Was it pity at my pathetic imitation of a German tourist who spoke only English, or her amusement over my obviously false cover as a film buff? Surely she spotted me as a reporter and was maybe conspiring to free me from my minders to share inside secrets. Or perhaps, in isolated Pyongyang, she was simply desperate for company?
Alas, I never found out; Hertrampf missed her own party. Bowing to outside pressure, Pyongyang took the unusual step of allowing an international delegation to investigate the blast on its border. Equally unusual, it turned out North Korea wasn’t lying. It turned out to be a mining accident, exactly as the regime had maintained.
While that mystery was unraveled by Hertrampf and other diplomats, I circulated amongst the German film delegation – the largest at the festival – but had to file my invitation with all the other unanswered North Korean conundrums.
Not that it bothered me for too long. The next morning, scores of screening behind me, I was off, back to the world’s most forlorn airport and reality.
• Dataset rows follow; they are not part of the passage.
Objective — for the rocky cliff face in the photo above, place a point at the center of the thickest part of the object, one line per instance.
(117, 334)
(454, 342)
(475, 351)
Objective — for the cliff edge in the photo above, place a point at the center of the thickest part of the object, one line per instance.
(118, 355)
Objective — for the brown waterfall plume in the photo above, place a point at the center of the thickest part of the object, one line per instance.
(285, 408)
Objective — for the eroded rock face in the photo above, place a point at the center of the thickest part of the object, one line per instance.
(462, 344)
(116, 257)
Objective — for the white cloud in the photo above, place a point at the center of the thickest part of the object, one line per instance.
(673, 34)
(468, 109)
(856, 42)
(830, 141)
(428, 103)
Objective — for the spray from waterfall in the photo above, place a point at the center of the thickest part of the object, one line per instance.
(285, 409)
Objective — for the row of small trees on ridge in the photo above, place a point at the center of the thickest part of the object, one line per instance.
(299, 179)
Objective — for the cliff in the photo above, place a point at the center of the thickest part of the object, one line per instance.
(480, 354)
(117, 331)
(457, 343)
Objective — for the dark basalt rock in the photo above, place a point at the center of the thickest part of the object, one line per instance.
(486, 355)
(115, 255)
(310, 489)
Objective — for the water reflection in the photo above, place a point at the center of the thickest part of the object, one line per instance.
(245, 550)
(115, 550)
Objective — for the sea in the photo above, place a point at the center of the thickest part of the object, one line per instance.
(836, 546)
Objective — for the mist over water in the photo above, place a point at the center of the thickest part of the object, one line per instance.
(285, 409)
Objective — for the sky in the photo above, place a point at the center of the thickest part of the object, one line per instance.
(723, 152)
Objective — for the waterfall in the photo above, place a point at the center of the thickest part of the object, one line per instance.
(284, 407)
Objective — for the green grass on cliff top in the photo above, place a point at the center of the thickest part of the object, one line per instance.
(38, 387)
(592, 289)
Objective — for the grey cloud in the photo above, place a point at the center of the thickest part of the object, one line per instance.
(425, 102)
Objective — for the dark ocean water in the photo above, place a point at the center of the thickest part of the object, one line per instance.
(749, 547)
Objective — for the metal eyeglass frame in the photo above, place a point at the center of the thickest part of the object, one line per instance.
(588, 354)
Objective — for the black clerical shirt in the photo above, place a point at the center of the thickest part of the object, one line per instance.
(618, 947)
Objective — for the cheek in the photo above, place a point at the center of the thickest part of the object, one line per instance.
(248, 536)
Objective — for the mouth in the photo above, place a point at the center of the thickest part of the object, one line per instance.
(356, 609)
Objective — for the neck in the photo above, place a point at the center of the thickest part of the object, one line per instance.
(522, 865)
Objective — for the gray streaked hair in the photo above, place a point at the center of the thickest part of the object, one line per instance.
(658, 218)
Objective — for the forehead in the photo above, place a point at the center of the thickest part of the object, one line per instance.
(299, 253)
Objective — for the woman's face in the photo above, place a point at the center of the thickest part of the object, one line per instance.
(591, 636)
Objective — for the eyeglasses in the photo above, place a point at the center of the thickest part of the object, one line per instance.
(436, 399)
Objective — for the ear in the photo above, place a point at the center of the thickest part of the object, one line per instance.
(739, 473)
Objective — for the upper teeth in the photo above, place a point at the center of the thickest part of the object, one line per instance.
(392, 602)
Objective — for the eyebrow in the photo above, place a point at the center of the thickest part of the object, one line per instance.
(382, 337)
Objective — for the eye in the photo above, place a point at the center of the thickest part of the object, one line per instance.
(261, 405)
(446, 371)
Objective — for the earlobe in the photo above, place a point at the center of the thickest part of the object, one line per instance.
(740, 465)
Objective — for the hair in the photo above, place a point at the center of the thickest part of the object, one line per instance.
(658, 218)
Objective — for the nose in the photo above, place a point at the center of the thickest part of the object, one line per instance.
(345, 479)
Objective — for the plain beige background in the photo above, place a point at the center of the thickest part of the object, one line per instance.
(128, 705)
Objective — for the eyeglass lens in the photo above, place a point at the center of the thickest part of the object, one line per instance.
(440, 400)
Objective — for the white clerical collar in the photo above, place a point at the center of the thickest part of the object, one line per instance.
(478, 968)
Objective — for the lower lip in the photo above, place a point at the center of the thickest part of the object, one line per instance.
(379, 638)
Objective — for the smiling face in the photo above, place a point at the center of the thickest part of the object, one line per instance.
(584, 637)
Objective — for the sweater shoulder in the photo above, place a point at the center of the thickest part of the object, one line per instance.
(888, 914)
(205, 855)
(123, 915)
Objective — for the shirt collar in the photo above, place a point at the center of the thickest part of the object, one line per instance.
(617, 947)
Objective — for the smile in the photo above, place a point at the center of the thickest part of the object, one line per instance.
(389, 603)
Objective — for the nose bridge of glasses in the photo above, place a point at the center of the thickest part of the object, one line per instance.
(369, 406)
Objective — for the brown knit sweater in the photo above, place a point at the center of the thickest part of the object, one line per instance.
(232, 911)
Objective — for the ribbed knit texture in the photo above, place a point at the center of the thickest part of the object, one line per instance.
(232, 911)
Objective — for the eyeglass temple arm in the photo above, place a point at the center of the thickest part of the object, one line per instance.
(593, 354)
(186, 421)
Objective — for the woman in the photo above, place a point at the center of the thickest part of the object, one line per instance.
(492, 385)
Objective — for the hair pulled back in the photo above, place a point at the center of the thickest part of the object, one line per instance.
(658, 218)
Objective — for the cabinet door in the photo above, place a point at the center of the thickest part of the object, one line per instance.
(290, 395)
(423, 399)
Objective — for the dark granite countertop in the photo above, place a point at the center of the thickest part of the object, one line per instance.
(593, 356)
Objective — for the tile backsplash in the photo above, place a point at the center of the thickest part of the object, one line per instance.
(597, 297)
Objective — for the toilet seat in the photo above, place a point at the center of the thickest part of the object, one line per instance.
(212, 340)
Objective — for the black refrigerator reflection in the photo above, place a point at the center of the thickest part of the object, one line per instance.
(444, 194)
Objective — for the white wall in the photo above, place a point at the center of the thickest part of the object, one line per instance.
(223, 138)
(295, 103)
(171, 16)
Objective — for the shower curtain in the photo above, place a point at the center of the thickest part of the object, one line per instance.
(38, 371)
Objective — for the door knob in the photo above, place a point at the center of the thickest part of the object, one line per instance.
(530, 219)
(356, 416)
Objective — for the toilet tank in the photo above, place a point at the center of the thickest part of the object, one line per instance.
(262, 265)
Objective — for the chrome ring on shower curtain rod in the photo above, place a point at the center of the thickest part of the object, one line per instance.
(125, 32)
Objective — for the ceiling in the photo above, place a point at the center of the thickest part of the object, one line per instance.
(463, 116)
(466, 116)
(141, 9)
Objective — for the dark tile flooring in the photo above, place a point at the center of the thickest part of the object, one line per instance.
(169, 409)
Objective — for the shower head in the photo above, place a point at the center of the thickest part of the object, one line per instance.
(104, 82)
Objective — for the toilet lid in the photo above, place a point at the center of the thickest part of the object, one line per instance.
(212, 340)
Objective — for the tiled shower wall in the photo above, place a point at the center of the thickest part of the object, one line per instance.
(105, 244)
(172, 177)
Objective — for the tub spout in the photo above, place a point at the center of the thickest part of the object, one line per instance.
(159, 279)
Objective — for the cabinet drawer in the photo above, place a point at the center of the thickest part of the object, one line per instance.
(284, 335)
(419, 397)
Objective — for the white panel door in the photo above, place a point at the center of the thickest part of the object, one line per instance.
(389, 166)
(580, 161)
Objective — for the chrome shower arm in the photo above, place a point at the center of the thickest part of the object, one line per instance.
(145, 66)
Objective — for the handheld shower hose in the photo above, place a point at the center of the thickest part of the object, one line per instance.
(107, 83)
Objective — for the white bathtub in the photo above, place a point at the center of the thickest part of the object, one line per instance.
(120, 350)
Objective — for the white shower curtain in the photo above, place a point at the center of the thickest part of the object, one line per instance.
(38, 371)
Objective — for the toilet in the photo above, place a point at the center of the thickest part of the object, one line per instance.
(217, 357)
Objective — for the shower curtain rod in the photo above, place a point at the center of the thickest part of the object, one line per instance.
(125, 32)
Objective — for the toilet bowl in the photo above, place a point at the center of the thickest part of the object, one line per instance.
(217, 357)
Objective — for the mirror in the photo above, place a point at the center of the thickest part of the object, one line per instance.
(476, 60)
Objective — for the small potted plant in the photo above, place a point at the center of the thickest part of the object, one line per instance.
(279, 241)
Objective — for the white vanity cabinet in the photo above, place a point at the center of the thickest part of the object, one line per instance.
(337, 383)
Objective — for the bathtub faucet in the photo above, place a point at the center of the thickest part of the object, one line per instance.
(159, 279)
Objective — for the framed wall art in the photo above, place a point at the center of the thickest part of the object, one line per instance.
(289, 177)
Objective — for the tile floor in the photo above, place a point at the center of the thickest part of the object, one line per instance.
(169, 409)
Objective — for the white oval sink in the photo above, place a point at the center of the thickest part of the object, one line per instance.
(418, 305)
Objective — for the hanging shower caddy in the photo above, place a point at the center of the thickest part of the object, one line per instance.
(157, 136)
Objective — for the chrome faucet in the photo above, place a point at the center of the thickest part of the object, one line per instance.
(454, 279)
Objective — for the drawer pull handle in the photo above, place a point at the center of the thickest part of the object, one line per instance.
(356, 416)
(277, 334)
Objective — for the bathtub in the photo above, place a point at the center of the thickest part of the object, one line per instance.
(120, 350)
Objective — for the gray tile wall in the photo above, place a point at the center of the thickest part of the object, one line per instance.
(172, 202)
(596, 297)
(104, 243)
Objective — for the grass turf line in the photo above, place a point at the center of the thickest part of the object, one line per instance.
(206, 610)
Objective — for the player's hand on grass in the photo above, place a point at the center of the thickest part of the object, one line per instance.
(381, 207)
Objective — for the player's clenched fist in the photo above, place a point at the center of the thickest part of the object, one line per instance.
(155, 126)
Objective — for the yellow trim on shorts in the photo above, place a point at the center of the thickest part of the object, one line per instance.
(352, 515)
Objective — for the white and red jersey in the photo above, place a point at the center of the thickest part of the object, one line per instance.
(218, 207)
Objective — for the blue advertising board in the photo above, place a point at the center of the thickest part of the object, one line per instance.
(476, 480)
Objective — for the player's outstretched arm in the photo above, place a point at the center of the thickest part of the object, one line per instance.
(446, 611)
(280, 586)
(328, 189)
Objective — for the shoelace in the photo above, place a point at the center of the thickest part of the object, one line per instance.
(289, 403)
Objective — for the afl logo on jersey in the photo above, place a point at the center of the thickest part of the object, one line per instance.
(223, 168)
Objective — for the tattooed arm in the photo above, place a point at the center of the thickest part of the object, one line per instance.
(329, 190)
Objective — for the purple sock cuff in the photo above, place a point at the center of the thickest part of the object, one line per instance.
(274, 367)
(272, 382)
Exhausted, I watched the Kim billboards flash past, thinking I’d seen it all. Then, just before the airport, we passed a suburb of drag apartment blocks. Suddenly, the road was filled with scores of men in identical uniform.
At first blurry early-morning glance, I thought it was a cast of clones from some science fiction parody. But they were merely airport workers, commuting to another day on set in North Korea.
Ron Gluckman is an American reporter based in Hong Kong, who roams around the nether reaches of Asia for a variety of publications, including Outside, for which he wrote this story in 2005. It was unpublished until now.